Stop us if you’ve heard this before: mortgage rates are falling. Yes, we know, it’s almost like a broken record yet the low rate mantra over the past few years is unprecedented. It used to be, prior to say the mid-2000s, Fed action (or inaction) guided interest rates on mortgages, Treasuries and bonds.Mortgage Rates for Investors No, the Fed doesn’t directly set mortgage rates but investors who buy mortgage bonds and U.S.

Treasuries pay attention to the Fed for a potential peek into the future. A robust economy on the way? Money moves out of fixed instruments and into equities. A slowdown? The opposite typically occurs.

Yet the Fed has kept the Federal Funds rate effectively at zero since December of 2008 while mortgage rates for real estate investors fell from the low 6.00% range to a low near 3.50% in January of 2013. Since that low, mortgage rates have moved between 3.50% and 4.50%. During this period, the Fed purchased more than $4 trillion in mortgage bonds and Treasuries. $4 trillion. This money printing program ended last October but rates have fallen a bit more, in the opposite direction most would expect.

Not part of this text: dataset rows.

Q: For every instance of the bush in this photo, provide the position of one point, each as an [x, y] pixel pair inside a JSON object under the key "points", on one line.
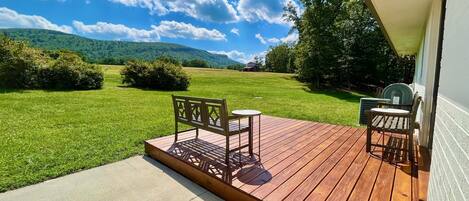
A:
{"points": [[169, 59], [156, 75], [195, 63], [69, 71], [23, 67], [19, 64]]}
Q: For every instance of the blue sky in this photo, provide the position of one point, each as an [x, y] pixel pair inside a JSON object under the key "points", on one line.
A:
{"points": [[240, 29]]}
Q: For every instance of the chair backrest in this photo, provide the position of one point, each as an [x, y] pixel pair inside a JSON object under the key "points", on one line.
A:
{"points": [[205, 113]]}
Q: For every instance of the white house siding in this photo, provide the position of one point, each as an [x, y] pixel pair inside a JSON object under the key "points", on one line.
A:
{"points": [[449, 174], [425, 70]]}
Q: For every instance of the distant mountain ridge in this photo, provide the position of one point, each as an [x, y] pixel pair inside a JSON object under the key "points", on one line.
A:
{"points": [[104, 51]]}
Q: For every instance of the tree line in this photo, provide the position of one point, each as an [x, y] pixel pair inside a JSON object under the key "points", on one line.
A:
{"points": [[340, 45]]}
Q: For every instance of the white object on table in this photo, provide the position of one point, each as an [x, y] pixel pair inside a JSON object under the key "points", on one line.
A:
{"points": [[390, 110], [395, 100], [250, 114]]}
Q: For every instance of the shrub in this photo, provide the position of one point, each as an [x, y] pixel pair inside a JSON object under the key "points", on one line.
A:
{"points": [[19, 64], [169, 59], [195, 63], [69, 71], [156, 75]]}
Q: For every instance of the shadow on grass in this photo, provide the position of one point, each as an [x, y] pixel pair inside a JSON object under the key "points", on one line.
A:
{"points": [[149, 89], [7, 91], [341, 94]]}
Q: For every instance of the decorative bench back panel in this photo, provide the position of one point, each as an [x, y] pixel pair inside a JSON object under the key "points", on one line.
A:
{"points": [[208, 114]]}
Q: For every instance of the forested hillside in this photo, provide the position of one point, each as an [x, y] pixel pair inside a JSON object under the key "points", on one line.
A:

The fact is there are few places in the world where money is relatively safe. Mortgage bonds and U.S. Treasuries certainly fill that spot but as the price of oil has fallen over recent weeks, while it’s great for consumers at the gas pump it’s hurting those who extract oil for their income. Russia for instance is primarily an extraction economy and nearly half Russia’s revenue comes from the sale of oil. The precipitous fall of oil is wreaking havoc on Russia’s already fragile economy, primed by sanctions. Russia’s economy is technically in a recession and could lead to a depression should oil stay near current levels. That economic weakness could very well spread to Europe and other areas, including Asia. In fact, Japan has also experienced two consecutive quarters of negative growth.

So where else do investors put their money? Bonds and Treasuries are seeing massive amounts of infusion from investors around the globe. Yes, the yields are relatively tiny yet they’re better than a loss or risking funds in any equity market anywhere. If oil prices stay in their current range, we could very well see mortgage rates for real estate investors stay below 4.00% well into 2015.